B. L'ASSEMBLÉE NATIONALE A RÉTABLI LES DISPOSITIONS PRÉVOYANT LA BIDÉPARTEMENTALISATION DE LA RÉUNION ET LA CRÉATION DU CONGRÈS EN Y APPORTANT QUELQUES MODIFICATIONS

En ce qui concerne le volet institutionnel, après avoir souhaité marquer en préambule, dès l'article premier, la perspective d'une évolution de la Guadeloupe, de la Guyane, de la Martinique et de la Réunion vers une organisation institutionnelle qui leur soit propre et la possibilité offerte aux assemblées locales des départements français d'Amérique de proposer des évolutions statutaires et à leurs populations d'être consultées sur ces évolutions, l'Assemblée nationale a rétabli, sous réserve de certaines modifications, les deux principales dispositions du projet de loi d'orientation qui ont été supprimées par le Sénat et sont à l'origine de l'échec de la commission mixte paritaire.

· S'agissant de la bidépartementalisation de La Réunion, non seulement l'Assemblée nationale en a rétabli le principe posé à l'article 38, mais au lieu de renvoyer sa mise en oeuvre à une loi ultérieure comme le prévoyait le texte adopté en première lecture, elle a avancé au 1er janvier 2001 son entrée en vigueur, à l'initiative de M. Michel Tamaya et des autres députés réunionnais, qui ont notamment fait valoir leur crainte qu'une loi ultérieure ne puisse être adoptée dans des délais assez rapprochés pour permettre la mise en place de la réforme d'ici le 1er janvier 2002, compte tenu des prochaines échéances électorales.
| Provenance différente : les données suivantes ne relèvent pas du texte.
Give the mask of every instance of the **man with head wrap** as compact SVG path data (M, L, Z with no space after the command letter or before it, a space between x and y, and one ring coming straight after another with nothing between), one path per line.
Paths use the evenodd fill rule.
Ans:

En conséquence, l'Assemblée nationale a adopté un amendement présenté par le Gouvernement afin de préciser les modalités de la création d'un second département à La Réunion au 1er janvier prochain (article 38 bis).
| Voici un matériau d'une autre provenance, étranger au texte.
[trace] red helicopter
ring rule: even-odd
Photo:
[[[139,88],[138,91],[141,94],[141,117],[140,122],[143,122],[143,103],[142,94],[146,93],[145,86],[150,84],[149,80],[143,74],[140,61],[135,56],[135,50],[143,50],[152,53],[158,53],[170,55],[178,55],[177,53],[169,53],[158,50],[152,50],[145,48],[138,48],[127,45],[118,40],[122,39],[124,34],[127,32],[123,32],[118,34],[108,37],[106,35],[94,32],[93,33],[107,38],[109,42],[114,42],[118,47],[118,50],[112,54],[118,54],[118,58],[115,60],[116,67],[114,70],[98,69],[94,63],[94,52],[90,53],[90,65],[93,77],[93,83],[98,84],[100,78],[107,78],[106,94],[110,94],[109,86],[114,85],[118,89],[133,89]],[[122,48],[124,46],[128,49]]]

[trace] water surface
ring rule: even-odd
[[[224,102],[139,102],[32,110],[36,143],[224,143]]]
· Suivant la proposition de sa commission des Lois, l'Assemblée nationale a également rétabli l'article 39 prévoyant la création dans les régions d'outre-mer monodépartementales d'un congrès réunissant le conseil général et le conseil régional et ayant vocation à délibérer de propositions d'évolution institutionnelle, sous réserve d'une modification de la dénomination du congrès auquel elle a donné la nouvelle appellation de " congrès des élus départementaux et régionaux ".

Elle a ainsi pris en compte sur ce dernier point les observations formulées par votre rapporteur qui, lors du débat en première lecture, avait jugé peu heureuse la dénomination de " congrès " et souligné les risques de confusion avec le Congrès du Parlement se réunissant à Versailles, voire avec le Congrès américain.